If $(E,d)$ is compact and $(f_k)⊆C(E)$ is dense, then $\text E[1∧d(X_n,X)]\to0$ iff $\|f_k(X_n)-f_k(X)\|_{L^1}\to0$ for all $k∈ℕ$

114 Views Asked by At

Let $(E,d)$ be a compact metric space and $(f_k)_{k\in\mathbb N}\subseteq C(E)$ be dense.
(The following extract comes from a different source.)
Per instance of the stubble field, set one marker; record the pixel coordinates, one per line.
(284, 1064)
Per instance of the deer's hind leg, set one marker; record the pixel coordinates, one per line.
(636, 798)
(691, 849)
We can show that $$d(x_n,x)\xrightarrow{n\to\infty}0\Leftrightarrow\forall k\in\mathbb N:f_k(x_n)\xrightarrow{n\to\infty}f_k(x)\tag1$$ for all $(x_n)_{n\in\mathbb N}\subseteq E$ and $x\in E$.

Now let $(\Omega,\mathcal A,\operatorname P)$ be a probability space. Are we able to show that $$\operatorname E\left[1\wedge d(X_n,X)\right]\xrightarrow{n\to\infty}0\Leftrightarrow\forall k\in\mathbb N:\left\|f_k(X_n)-f_k(X)\right\|_{L^1(\operatorname P)}\xrightarrow{n\to\infty}0\tag2$$ for all $(\mathcal A,\mathcal B(E))$-measurable $X_n,X:\Omega\to E$ for $n\in\mathbb N$?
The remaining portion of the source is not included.